The parents of twin brothers who were among Lucy Letby’s 13 victims have told the BBC the nurse is a “hateful human being” who has taken “everything” from them. Letby murdered one of their baby boys, and tried to kill the other twin the following day.
Letby has been found guilty of murdering seven babies, and trying to kill six others, at the Countess of Chester Hospital. There were six more attempted murder charges. She was found not guilty of two and the jury was undecided on the remaining four.
To protect the identities of the babies and their parents, the twins are referred to as Baby E and Baby F.
“We were actually told we would never have our own children,” the babies’ mother says, speaking to BBC Panorama. She found out she was having twins on Valentine’s Day, in 2015, after several failed IVF attempts.
It had not been the plan to have the babies at the Countess of Chester Hospital, where Letby worked.

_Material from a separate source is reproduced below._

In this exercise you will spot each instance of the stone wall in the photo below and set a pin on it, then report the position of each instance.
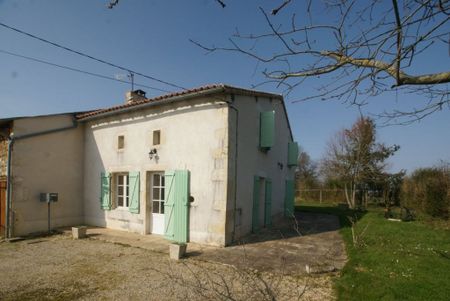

It wasn’t their nearest hospital, but when the time came that was where there was space.
The twins were born prematurely, in the summer of 2015, and despite them needing specialist care in the neonatal unit, their father remembers the joy he felt as a new dad.
“There was just a sheer elation and happiness that I’d never felt before, or since,” he says now.
Warning: This article contains details some readers may find upsetting
After the birth, the babies’ mother would come down from the maternity ward where she was recovering from a Caesarean section to drop off breast milk.
Her babies, who lay side-by-side in incubators, were doing well and the family was waiting to be transferred to a hospital closer to home. But as she approached their room one evening, she could hear intense crying that sounded like screaming.
“I’ve never heard anything like it since,” the mother says. “I was like, ‘What’s the matter with him?'”
“It was a sound that should not come from a tiny baby,” she said while giving evidence at Letby’s trial, in November.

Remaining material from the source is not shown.